Figure 1. High c-MYC and low MYCBP2 expression and correlation with clinical features in ALL patients.

Figure 1

A. Comparison of c-MYC expression in B-ALL and T-ALL with normal BM control; B. Comparison of MYCBP2 expression in B-ALL and T-ALL with normal BM control; C. Correlation of high c-MYC expression with high risk factors (high WBC, CD13+ cells, and low CR rate); D–E. Correlation of high c-MYC expression with proliferation indicators.

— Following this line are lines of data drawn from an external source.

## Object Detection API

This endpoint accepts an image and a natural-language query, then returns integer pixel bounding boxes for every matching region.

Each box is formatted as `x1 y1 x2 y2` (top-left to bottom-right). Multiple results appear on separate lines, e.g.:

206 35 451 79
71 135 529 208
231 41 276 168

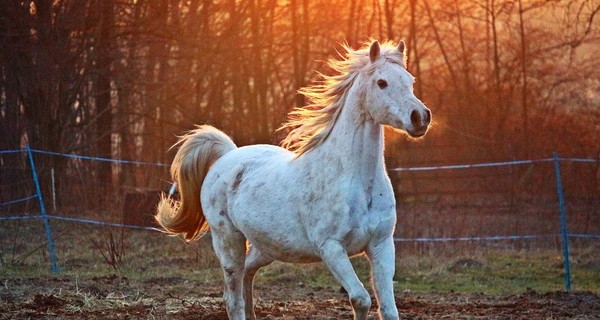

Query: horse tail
155 125 237 241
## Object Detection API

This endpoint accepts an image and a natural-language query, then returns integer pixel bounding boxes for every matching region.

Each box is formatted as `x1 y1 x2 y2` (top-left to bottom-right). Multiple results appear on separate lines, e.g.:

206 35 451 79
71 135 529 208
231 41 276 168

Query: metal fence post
25 144 60 272
552 152 571 292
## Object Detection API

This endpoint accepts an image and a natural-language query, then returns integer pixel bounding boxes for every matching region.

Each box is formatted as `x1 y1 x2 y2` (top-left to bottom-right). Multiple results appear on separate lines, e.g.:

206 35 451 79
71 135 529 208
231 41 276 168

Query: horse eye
377 79 387 89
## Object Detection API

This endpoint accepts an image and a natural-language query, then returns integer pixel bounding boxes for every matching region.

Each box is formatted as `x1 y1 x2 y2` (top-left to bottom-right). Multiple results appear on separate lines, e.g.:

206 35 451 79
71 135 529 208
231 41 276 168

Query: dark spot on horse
231 169 244 193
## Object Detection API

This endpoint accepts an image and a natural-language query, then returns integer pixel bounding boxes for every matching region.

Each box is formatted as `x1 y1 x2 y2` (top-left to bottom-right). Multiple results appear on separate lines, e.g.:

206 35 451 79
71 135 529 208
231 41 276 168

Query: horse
156 41 431 320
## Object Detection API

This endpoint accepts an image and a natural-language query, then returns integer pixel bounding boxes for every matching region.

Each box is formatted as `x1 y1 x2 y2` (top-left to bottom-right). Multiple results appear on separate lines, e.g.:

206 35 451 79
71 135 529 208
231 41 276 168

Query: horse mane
278 41 406 157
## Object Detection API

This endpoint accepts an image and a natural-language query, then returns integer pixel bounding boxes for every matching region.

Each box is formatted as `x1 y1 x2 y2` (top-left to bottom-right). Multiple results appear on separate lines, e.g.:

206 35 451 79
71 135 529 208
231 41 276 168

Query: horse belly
240 227 321 263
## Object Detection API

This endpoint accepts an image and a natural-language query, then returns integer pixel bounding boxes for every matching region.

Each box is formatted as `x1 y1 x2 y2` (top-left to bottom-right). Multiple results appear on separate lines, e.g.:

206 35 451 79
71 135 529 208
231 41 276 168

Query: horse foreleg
212 228 246 320
367 237 398 320
244 246 273 320
320 240 371 320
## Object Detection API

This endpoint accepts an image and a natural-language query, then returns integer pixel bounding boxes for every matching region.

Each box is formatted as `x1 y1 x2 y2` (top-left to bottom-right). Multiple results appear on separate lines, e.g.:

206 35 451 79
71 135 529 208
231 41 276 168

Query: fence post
25 144 60 272
552 151 571 292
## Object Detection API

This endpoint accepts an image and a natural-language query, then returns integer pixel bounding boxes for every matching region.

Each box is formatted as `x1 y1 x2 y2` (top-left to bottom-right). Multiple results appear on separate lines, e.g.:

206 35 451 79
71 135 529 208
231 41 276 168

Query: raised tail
155 125 237 241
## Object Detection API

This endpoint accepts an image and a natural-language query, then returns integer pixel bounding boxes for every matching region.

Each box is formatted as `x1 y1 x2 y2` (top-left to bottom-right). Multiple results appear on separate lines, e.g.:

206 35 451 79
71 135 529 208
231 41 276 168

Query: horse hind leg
320 240 371 320
211 221 246 320
244 246 273 320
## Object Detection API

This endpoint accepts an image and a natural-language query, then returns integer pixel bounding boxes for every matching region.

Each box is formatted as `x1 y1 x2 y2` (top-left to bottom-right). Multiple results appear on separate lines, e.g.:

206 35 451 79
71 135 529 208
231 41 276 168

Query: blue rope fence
0 145 600 291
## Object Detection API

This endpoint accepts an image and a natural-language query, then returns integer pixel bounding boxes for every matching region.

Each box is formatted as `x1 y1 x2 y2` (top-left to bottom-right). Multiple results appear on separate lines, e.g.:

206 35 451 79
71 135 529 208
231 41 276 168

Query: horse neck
307 86 384 181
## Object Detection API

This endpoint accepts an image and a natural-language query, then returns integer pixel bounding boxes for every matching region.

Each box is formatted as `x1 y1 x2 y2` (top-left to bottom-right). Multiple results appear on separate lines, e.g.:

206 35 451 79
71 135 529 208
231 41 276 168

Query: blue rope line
388 158 553 171
0 215 42 221
0 194 37 207
31 149 169 167
394 234 557 242
0 149 25 154
567 233 600 239
558 158 600 162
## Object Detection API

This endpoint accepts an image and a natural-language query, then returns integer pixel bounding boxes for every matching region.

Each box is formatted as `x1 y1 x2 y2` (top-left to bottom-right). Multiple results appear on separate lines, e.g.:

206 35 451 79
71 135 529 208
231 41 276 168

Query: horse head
365 41 431 138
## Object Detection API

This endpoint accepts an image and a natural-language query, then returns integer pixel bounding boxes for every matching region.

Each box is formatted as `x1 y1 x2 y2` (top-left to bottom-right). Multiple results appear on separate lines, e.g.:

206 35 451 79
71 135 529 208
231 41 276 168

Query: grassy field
0 221 600 294
0 221 600 320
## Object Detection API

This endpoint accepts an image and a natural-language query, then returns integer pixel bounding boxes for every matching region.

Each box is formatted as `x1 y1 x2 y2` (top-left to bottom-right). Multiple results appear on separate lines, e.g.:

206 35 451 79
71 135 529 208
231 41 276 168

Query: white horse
156 41 431 319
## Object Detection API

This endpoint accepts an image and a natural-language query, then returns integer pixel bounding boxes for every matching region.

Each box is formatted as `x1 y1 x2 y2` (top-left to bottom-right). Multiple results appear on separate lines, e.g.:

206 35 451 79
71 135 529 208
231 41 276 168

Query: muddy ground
0 275 600 320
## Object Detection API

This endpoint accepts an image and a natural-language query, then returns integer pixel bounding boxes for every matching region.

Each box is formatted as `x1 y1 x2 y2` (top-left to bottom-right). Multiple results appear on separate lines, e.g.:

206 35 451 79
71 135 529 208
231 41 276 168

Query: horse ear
398 40 406 57
398 40 408 67
369 40 380 62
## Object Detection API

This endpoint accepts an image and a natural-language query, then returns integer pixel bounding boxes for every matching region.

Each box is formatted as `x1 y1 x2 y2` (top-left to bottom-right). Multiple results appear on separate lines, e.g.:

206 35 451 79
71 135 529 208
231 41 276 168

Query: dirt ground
0 275 600 320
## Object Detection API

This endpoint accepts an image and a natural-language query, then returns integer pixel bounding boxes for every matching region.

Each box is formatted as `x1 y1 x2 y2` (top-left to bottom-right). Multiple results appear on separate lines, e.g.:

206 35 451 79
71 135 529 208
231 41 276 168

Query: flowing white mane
279 42 406 157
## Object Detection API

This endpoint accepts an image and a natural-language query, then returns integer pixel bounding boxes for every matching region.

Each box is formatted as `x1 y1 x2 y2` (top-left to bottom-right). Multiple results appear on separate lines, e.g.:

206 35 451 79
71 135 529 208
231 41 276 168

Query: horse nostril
410 110 421 127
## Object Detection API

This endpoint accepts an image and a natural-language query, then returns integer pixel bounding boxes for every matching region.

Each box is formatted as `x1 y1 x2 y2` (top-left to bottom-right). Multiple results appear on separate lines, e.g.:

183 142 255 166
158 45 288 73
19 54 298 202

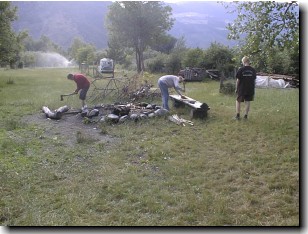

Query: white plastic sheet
256 76 289 89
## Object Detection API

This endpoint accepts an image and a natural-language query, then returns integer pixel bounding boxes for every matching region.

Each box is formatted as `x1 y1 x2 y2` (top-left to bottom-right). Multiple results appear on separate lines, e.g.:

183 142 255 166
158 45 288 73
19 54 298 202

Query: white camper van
98 58 114 74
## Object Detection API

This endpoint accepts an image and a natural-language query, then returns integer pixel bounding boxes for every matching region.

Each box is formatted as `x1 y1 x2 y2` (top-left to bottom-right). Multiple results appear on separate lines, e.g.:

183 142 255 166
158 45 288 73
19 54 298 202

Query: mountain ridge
13 1 235 49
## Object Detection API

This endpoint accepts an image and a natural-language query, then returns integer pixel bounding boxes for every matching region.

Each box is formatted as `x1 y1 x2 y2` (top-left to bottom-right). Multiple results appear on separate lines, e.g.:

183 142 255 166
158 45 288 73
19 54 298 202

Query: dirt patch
22 113 117 146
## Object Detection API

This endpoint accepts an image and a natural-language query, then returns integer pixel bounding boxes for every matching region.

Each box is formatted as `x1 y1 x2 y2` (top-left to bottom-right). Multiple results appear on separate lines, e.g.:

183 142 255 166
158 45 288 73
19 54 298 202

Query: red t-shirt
74 74 90 92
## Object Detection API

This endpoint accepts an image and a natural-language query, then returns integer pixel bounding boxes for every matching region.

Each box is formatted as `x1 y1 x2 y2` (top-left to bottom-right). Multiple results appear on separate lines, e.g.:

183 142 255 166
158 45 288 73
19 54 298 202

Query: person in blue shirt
158 74 185 111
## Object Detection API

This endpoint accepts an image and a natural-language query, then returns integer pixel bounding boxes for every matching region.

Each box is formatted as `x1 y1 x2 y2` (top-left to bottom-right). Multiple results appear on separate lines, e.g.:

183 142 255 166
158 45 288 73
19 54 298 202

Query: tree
184 48 203 67
226 1 299 73
0 1 17 64
107 1 174 72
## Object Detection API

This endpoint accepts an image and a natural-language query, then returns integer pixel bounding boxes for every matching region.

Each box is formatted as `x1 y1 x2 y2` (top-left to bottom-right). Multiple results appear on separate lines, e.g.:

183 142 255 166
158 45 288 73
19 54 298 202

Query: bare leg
245 101 250 115
235 101 241 115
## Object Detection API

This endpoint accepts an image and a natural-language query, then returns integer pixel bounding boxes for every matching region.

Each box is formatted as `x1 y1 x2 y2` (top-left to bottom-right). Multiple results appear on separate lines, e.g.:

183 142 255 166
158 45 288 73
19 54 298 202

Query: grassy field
0 66 300 226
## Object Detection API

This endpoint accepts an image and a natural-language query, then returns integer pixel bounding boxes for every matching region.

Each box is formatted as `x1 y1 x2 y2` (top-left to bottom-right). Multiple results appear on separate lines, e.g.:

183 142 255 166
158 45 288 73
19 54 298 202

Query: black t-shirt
236 66 257 96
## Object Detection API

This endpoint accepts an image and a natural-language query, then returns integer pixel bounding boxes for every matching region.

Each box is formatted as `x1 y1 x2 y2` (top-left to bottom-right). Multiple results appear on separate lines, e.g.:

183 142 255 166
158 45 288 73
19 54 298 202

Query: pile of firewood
168 114 194 126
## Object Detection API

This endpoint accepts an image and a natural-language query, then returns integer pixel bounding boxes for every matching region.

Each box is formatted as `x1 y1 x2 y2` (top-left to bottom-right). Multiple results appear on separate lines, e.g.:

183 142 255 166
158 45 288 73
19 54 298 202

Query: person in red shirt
67 74 90 108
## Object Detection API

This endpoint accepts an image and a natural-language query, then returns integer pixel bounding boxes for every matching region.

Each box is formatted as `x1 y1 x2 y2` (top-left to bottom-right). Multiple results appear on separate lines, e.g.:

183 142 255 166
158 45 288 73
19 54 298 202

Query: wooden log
42 106 69 119
169 95 210 119
42 106 62 119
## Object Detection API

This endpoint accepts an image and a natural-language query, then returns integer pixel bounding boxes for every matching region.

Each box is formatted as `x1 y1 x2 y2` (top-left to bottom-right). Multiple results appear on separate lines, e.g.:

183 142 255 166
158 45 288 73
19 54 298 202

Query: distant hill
12 1 235 49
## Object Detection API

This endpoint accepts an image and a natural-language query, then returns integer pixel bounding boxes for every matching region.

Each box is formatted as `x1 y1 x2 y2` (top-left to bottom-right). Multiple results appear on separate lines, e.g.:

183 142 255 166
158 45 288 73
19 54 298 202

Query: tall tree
107 1 174 72
0 1 17 64
225 1 299 72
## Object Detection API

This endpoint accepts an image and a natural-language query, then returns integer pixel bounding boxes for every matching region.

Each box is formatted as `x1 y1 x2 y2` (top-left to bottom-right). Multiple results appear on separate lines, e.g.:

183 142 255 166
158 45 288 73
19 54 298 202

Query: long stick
60 92 77 101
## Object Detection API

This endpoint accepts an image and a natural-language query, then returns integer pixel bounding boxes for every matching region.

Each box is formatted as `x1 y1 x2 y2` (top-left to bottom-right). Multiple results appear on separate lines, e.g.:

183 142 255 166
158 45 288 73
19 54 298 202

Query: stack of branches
118 75 159 102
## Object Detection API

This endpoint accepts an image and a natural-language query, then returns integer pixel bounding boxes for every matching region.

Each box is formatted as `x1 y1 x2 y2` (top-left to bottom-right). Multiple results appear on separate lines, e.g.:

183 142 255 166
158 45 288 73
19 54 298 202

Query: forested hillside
13 1 234 49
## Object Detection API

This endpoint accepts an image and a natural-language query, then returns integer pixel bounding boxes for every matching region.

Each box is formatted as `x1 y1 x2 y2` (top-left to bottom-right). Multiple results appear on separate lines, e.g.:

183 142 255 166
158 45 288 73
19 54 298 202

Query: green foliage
23 35 64 54
219 81 235 95
107 1 173 72
146 55 166 73
0 68 301 227
183 48 204 67
0 1 22 67
225 1 299 73
76 45 95 64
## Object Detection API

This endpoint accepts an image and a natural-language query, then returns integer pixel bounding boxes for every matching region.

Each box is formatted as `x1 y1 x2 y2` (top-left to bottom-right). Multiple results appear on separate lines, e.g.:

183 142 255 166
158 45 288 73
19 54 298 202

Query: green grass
0 69 299 226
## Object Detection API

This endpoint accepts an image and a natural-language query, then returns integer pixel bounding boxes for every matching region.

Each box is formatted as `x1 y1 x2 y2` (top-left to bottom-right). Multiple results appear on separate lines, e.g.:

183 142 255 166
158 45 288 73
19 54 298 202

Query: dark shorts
236 95 254 102
79 88 89 100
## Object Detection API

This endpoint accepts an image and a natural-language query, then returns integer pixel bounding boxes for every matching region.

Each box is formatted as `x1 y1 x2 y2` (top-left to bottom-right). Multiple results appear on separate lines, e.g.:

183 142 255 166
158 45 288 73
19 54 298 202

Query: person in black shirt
235 56 257 120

Association of MYCBP2 expression with characteristics of adult ALL

We also assessed MYCBP2 mRNA expression in 85 and 46 newly diagnosed adult B-ALL and T-ALL patients, respectively. We found that MYCBP2 expression is significantly lower in both B-ALL and T-ALL patients when compared to normal control (Fig. 1B). Patients were divided into high (n = 65) and low (n = 66) MYCBP2 expression groups. The high expression group showed lower median WBC counts (30.2 × 109/L vs 46.5 × 109/L, P = 0.025), a lower median percentage of CD33(+) cells (32.3% vs 57.1%, P = 0.004) and bone marrow blasts (87.2% vs 88.8%, P = 0.042) than the low expression group (Supplemental Table 2). The percentage of patients exhibiting splenomegaly and liver infiltration was significantly higher in the low MYCBP2 expression group than in the high expression group (54.3% vs 35.9%, P = 0.033; 35.7% vs 15.4%, P = 0.007) (Supplemental Table 2). No significant differences in MYCBP2 expression were observed with age, sex, or CR rate. These data indicated that low MYCBP2 expression is to some extent associated with high-risk ALL.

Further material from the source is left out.